A better way to parse XML documents in .NET (zz)

原创 2007年09月14日 11:34:00

Takeaway: The .NET Framework supports the XML DOM parsing model, but not the SAX model. .NET guru Leonardo Esposito tells you why this is actaully an improvement for parsing XML in .NET.


Although always easy to transfer as flat files, XML documents need a parser to become really useful pieces of information. Parsers, which take care of translating XML documents into platform-specific objects, traditionally have come in two different varieties—tree-based parsers and event-driven parsers.

The .NET Framework improves on this model with the introduction of XML readers, which employ a more practical "pull" model of smart data passing, as opposed to the impractical "push" method of previous parser models.

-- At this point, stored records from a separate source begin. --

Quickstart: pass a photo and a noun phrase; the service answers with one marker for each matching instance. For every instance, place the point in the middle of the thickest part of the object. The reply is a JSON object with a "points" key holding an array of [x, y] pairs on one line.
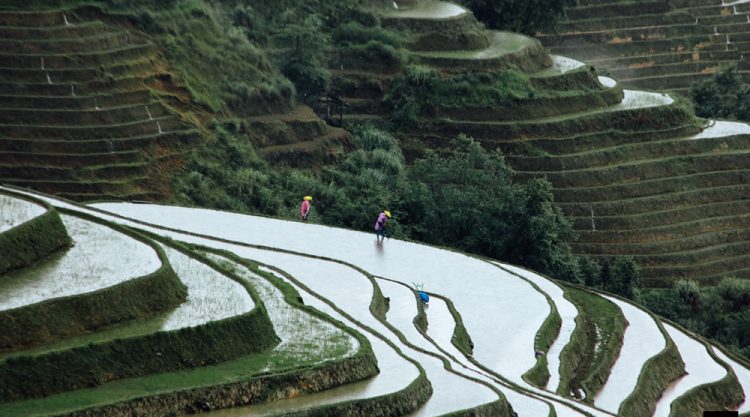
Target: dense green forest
{"points": [[247, 57]]}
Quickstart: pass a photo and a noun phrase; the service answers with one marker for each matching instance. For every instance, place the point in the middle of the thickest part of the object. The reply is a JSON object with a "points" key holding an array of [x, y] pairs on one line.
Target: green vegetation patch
{"points": [[594, 346], [539, 374], [137, 298], [724, 394], [29, 376], [33, 240]]}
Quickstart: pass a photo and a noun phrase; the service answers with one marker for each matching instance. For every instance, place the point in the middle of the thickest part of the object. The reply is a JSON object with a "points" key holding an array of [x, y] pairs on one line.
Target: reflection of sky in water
{"points": [[100, 258], [211, 295], [14, 211], [395, 373], [568, 313], [492, 301], [301, 334], [403, 308], [641, 341], [700, 367], [430, 10], [743, 375]]}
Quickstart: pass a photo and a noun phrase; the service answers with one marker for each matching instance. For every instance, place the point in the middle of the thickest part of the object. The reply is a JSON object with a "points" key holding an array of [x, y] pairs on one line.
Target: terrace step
{"points": [[85, 190], [639, 205], [645, 169], [116, 130], [505, 50], [36, 19], [74, 117], [701, 368], [174, 139], [106, 40], [128, 83], [63, 31], [437, 25], [608, 156], [635, 105], [17, 211], [71, 160], [604, 23], [213, 297], [75, 102], [89, 58], [77, 75], [662, 217], [616, 10]]}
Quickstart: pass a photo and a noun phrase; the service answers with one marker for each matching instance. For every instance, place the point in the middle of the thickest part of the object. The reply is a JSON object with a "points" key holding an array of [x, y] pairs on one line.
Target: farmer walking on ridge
{"points": [[304, 209], [380, 224]]}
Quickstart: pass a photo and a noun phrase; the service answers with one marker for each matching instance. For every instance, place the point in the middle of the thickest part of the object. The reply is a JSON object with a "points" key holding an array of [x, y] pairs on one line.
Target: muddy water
{"points": [[445, 385], [87, 266], [493, 302], [720, 129], [743, 375], [440, 329], [302, 335], [211, 296], [701, 369], [352, 292], [431, 10], [560, 65], [568, 313], [641, 341], [395, 373], [642, 99], [14, 211]]}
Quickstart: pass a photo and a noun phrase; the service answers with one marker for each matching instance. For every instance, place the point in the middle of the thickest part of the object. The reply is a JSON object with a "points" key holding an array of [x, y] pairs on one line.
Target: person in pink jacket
{"points": [[380, 224], [304, 209]]}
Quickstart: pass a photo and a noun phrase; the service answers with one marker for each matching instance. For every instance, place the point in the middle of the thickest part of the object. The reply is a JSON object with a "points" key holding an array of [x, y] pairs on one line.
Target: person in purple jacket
{"points": [[380, 224]]}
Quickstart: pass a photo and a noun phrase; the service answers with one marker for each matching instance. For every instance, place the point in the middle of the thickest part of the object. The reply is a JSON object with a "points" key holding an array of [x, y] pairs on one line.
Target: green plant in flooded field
{"points": [[722, 96], [721, 312]]}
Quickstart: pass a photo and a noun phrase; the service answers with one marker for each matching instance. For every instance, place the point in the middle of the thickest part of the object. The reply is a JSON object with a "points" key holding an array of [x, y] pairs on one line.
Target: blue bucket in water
{"points": [[424, 297]]}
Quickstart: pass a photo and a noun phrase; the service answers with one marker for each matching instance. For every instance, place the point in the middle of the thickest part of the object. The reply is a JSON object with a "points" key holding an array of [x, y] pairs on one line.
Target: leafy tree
{"points": [[304, 45], [591, 271], [625, 277], [525, 16], [722, 96]]}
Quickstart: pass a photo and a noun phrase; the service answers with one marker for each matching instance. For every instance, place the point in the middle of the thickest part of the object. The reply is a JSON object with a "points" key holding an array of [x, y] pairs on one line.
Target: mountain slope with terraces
{"points": [[93, 108], [634, 170], [656, 44], [651, 367]]}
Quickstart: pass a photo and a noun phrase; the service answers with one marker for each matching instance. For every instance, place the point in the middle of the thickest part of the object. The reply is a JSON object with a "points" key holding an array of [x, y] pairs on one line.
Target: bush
{"points": [[525, 16], [722, 96]]}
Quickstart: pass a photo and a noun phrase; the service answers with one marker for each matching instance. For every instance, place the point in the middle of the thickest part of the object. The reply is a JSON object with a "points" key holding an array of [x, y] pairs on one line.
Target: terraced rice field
{"points": [[79, 117], [654, 44], [634, 170], [271, 317], [347, 284], [16, 211]]}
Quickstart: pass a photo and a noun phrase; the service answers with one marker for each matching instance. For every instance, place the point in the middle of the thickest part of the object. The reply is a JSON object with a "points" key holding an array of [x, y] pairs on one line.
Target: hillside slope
{"points": [[346, 276]]}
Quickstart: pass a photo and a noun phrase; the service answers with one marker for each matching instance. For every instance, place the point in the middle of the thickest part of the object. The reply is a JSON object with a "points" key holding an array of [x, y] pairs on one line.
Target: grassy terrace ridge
{"points": [[594, 345], [57, 317], [725, 393], [182, 341], [604, 155], [33, 240], [247, 380], [694, 31]]}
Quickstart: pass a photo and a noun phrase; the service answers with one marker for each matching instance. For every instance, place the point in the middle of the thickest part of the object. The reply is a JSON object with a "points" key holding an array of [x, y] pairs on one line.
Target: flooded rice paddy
{"points": [[15, 211]]}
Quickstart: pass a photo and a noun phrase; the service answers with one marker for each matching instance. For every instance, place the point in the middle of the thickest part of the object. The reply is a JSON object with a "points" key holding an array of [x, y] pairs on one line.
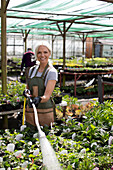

Let's first take a look at the basic structure of traditional parser models, and then discuss how .NET's approach represents a step forward.

Tree-based parser
A tree-based parser reads in the entire content of an XML document and creates an in-memory object that represents it. Typically, the object will be an instance of a COM component on a Win32 platform and a Java class on non-Windows platforms. The prototype of the object is ruled by the W3C through the Document Object Model (DOM) Level 1 and 2 standards.

Event-driven parser
An event-driven parser follows a radically different logic and pursues other goals. Event-driven parsers don’t even think about creating an in-memory representation of the source document. They simply parse the document and notify client applications about any tag they find along the way. What happens next is the responsibility of the client application. Event-driven parsers don’t cache information and have an enviably small memory footprint. The Simple API for XML (SAX) community sets the ground rules for event-driven parsers.

The XML parser in .NET?
The XML API available in the .NET Framework supports the XML DOM parsing model, but not the SAX model.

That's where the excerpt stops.